The order will be effective on April 24, according to a Federal Register notice.
The move cuts short a two-year "parole" granted to the migrants under former president Joe Biden that allowed them to enter the country by air if they had US sponsors.
Trump, a Republican, took steps to ramp up immigration enforcement after taking office, including a push to deport record numbers of migrants in the US illegally.
He has argued that the legal entry parole programs launched under his Democratic predecessor overstepped the boundaries of federal law and called for their termination in a January 20 executive order.
Trump said on March 6 that he would decide "very soon" whether to strip the parole status from some 240,000 Ukrainians who fled to the US during the conflict with Russia.
Biden launched a parole entry program for Venezuelans in 2022 and expanded it to Cubans, Haitians and Nicaraguans in 2023 as his administration grappled with high levels of illegal immigration from those nationalities.
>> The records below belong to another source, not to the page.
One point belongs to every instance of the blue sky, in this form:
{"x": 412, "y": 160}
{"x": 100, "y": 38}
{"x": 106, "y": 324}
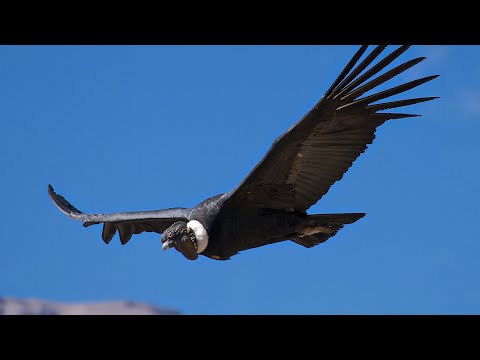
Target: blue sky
{"x": 131, "y": 128}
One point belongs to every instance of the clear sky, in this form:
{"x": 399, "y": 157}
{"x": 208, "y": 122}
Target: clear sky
{"x": 131, "y": 128}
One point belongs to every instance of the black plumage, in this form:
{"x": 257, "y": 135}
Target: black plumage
{"x": 270, "y": 204}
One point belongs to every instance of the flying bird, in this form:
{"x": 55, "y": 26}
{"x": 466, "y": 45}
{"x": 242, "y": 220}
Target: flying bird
{"x": 270, "y": 204}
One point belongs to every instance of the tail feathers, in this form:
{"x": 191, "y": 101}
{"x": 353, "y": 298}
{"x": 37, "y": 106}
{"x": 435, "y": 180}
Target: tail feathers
{"x": 334, "y": 222}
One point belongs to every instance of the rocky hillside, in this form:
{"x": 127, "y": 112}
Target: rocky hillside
{"x": 14, "y": 306}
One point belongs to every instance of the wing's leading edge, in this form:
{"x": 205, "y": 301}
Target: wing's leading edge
{"x": 304, "y": 162}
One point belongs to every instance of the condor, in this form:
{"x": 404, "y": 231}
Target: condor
{"x": 270, "y": 204}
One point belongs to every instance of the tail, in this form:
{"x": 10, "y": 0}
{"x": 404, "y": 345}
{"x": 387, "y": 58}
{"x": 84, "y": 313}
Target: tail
{"x": 322, "y": 227}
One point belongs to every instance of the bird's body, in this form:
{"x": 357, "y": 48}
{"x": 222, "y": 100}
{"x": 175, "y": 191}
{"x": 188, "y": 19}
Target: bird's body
{"x": 270, "y": 204}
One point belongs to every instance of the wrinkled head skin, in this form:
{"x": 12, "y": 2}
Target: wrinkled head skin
{"x": 180, "y": 237}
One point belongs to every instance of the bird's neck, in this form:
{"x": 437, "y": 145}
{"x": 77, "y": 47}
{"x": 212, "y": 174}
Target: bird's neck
{"x": 201, "y": 234}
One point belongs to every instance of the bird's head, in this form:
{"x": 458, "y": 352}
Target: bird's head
{"x": 180, "y": 237}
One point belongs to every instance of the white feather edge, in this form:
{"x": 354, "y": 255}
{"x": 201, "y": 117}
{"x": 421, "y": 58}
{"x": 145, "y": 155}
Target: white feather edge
{"x": 201, "y": 234}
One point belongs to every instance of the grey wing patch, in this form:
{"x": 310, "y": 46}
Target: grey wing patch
{"x": 126, "y": 223}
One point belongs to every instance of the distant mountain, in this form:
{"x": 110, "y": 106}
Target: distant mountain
{"x": 14, "y": 306}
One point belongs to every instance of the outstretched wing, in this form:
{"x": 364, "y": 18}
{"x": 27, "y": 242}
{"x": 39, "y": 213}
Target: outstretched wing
{"x": 304, "y": 162}
{"x": 127, "y": 223}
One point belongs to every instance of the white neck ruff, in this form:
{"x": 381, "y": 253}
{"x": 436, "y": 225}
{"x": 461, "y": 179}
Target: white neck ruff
{"x": 200, "y": 234}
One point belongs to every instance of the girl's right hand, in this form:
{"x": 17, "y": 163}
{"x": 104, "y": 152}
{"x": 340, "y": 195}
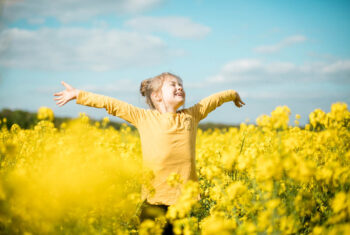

The Trump administration's decision to strip the legal status from half a million migrants could make many vulnerable to deportation if they choose to remain in the US. It remains unclear how many who entered the US on parole now have another form of protection or legal status.
Meanwhile, a US judge who temporarily blocked Trump's administration from deporting alleged Venezuelan gang members under a 1798 law says government lawyers have been "intemperate and disrespectful" in court filings, as he weighs whether officials violated the order.
Washington-based District Judge James Boasberg told a hearing he could not recall ever having heard government lawyers address him in the way the administration had in this case.
Boasberg has ordered Justice Department officials to explain why he should not find that they violated the March 15 order by failing to return two planes carrying the deportees that landed in El Salvador - where the migrants are being held - after he issued his ruling.
Trump has said he would not defy any court orders. Speaking to reporters on Friday, Trump said his administration has the authority to "get bad people out of our country".
At the hearing, Boasberg said he was considering modifying the block to allow for deporting anyone who admitted they were members of the gang. He did not make a final decision at the hearing.